Whether U.S. or Canadian, military culture is a proud and stoic one, and it is by no means expected by veterans that civilians have an overly developed sensitivity to the reintegration obstacles they may deal with. However, given many young veterans of the Iraq and Afghanistan conflicts have suffered a great psychiatric toll for their country, it is only reasonable Canadian and U.S. citizens gain some modest sense of this sacrifice in recognition of their service and commitment. Too often are veterans expected to change themselves socially and psychologically during reintegration without a simultaneous alteration in civilian social awareness.
This obligation should instead rest on the shoulders of the civilian community, rather than burdening young veterans who may already carry a heavy psychological load. Working toward the first two goals outlined above is a significant step in this direction. But cultivating awareness of veteran reintegration challenges need not be this complicated. All that is required is a sincere recognition of the armed forces’ service to country and the patience to listen to a veteran’s story if there is a willingness to share it.
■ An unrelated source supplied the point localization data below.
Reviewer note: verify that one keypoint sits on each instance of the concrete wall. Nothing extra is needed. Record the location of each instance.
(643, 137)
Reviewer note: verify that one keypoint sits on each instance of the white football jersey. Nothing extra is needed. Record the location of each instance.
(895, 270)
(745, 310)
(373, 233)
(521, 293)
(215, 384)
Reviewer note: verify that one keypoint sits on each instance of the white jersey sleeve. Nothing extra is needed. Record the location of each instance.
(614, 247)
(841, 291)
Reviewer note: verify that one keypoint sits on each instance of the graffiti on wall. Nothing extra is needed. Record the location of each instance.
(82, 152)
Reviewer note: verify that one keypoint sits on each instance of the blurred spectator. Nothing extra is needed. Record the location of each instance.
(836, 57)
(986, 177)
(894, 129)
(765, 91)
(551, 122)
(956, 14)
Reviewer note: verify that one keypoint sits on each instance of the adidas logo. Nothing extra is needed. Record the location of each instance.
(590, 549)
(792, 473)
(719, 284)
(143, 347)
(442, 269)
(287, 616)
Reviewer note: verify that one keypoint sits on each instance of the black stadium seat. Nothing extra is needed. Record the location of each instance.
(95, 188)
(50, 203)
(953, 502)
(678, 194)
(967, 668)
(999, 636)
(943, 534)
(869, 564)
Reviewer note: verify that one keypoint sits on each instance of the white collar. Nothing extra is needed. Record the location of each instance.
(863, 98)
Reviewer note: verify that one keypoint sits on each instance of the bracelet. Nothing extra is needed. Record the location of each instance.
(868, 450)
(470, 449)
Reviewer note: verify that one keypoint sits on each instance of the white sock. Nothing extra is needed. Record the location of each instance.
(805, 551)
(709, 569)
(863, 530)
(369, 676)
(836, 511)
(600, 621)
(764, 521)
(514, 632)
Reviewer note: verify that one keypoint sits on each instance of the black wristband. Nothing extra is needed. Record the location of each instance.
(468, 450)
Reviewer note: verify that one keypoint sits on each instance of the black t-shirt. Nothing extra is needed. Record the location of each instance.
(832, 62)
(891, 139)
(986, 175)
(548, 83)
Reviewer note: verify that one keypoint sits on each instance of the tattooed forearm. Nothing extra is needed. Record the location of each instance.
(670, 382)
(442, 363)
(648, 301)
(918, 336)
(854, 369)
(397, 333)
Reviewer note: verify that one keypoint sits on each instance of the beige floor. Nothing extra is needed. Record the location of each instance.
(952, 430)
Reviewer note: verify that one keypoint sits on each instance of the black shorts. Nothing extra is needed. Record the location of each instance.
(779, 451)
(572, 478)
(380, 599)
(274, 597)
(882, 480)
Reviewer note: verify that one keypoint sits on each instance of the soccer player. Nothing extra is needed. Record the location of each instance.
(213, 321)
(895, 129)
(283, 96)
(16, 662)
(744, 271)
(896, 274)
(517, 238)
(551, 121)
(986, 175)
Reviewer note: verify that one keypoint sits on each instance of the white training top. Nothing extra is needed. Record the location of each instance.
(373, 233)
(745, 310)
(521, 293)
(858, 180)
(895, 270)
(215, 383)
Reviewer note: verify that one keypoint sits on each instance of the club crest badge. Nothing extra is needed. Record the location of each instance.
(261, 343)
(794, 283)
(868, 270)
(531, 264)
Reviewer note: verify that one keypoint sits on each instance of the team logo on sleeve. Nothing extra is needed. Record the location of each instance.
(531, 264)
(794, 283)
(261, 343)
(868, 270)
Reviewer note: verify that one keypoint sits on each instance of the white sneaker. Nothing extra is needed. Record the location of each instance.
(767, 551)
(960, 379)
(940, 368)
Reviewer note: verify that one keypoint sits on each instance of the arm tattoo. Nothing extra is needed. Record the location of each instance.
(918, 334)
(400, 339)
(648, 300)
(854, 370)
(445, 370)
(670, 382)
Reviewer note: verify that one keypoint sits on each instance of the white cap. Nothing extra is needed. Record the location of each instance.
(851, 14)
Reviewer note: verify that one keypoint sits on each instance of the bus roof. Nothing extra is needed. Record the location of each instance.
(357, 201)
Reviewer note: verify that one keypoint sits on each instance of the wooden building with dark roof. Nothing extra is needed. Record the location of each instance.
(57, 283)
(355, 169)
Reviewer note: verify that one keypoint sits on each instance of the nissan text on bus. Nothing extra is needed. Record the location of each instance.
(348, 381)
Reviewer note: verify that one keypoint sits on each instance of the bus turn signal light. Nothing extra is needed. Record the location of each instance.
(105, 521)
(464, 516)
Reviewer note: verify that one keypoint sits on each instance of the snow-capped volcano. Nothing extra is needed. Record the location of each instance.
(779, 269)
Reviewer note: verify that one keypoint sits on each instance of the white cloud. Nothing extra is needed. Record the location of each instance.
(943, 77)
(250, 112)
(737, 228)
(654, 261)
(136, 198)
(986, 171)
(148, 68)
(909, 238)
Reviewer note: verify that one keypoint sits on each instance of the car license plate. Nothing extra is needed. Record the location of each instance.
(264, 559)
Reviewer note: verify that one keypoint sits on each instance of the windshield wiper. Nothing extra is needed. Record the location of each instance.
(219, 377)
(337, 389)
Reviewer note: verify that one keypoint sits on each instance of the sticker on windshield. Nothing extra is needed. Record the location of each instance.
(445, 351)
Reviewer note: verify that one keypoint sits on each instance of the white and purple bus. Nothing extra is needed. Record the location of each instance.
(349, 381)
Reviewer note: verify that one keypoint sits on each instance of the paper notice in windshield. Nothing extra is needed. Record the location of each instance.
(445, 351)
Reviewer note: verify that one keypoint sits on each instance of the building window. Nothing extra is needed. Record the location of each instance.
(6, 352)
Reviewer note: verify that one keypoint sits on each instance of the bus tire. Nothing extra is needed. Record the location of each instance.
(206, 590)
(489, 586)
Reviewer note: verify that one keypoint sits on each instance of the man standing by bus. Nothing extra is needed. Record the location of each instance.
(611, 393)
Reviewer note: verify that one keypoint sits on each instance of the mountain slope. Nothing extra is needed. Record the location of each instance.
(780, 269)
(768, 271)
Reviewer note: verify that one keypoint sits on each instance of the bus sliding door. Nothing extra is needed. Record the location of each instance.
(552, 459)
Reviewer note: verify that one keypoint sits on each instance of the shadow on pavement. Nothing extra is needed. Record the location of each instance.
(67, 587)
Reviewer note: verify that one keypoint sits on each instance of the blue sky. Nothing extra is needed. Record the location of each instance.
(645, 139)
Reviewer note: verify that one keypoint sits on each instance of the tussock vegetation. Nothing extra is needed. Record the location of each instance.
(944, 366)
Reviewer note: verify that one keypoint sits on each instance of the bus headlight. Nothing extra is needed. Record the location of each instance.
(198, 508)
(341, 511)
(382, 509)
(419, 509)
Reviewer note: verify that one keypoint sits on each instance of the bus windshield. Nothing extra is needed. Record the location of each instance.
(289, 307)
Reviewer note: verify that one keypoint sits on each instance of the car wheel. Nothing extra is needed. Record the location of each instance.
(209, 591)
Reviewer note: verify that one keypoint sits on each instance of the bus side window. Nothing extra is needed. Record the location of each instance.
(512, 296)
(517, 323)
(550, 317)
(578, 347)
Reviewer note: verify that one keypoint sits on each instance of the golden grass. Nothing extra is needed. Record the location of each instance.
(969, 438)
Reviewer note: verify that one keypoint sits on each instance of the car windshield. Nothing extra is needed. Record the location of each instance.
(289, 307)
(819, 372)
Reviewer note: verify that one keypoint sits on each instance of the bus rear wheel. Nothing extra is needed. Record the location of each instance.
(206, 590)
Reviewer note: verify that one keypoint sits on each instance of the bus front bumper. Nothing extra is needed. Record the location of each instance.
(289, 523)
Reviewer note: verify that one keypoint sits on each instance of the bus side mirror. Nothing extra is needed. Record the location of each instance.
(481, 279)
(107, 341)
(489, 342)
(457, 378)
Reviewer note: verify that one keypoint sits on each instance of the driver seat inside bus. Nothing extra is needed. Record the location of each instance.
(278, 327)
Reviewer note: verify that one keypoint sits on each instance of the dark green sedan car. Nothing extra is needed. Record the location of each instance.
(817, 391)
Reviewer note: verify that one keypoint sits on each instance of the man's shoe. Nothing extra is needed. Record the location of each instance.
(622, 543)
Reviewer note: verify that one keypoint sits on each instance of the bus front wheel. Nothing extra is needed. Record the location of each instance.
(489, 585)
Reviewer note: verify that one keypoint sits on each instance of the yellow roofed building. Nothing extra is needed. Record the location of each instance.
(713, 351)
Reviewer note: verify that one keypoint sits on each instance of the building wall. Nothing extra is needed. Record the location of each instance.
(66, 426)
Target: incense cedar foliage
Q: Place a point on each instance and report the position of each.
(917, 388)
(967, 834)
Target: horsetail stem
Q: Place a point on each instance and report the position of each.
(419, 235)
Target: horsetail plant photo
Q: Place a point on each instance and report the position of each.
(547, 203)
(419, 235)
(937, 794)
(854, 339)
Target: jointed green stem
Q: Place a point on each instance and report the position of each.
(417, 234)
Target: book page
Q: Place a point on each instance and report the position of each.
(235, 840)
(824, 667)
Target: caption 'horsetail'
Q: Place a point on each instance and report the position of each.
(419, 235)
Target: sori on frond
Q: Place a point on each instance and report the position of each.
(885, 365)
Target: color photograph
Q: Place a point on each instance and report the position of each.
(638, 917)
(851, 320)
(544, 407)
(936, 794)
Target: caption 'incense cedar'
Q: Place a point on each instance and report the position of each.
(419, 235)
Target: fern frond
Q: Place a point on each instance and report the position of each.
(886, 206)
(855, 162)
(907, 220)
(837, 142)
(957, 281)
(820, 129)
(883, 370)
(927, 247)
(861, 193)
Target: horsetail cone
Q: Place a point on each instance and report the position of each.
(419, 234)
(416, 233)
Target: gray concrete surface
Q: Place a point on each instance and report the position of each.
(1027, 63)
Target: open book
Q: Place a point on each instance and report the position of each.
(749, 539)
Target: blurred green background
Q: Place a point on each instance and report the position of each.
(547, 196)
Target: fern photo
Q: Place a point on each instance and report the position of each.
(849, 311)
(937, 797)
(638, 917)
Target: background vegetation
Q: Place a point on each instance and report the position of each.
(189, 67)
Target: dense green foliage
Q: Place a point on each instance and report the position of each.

The psychological stress of war is certainly ubiquitous throughout history and particular demographic factors of military personnel will never change.
The majority of those on the frontline, as in previous wars, are young — perhaps no older than the average Western student. Their reasons for enlisting are varied — sometimes out of patriotic duty, but often to seek educational and economic opportunity unavailable to them. For these reasons, in addition to the fact those who fight the wars are never the principal arbitrators of foreign policy, our obligations to young veterans should not be overlooked. There will always be unjust wars, foreign policy decisions that skirt the boundaries of moral legitimacy, and actions of individual soldiers unbecoming of their responsibilities as military personnel. But remaining through these indiscriminate moral circumstances will always be the young men and women who simply desire to fulfill a sense of duty by serving their country as well as they can.
How can we fault them for this?
At their core, they are our fellow citizens — our friends from high school, our neighbors we see daily and our professional colleagues. They are familiar to us in ordinary ways, and yet reveal their character in extraordinary circumstances.
Our moral concern for war should not confuse us into thinking we have no obligations to them. For they, without regard to self, bear the unique psychological burden of war on our behalf.
Andrew Peterson is a member of the Rotman
Institute of Philosophy and Western’s PTSD Research Unit. His research covers
the areas of neuropsychiatry, philosophy of science, and bioethics; with
special interest in the reintegration challenges faced by military veterans.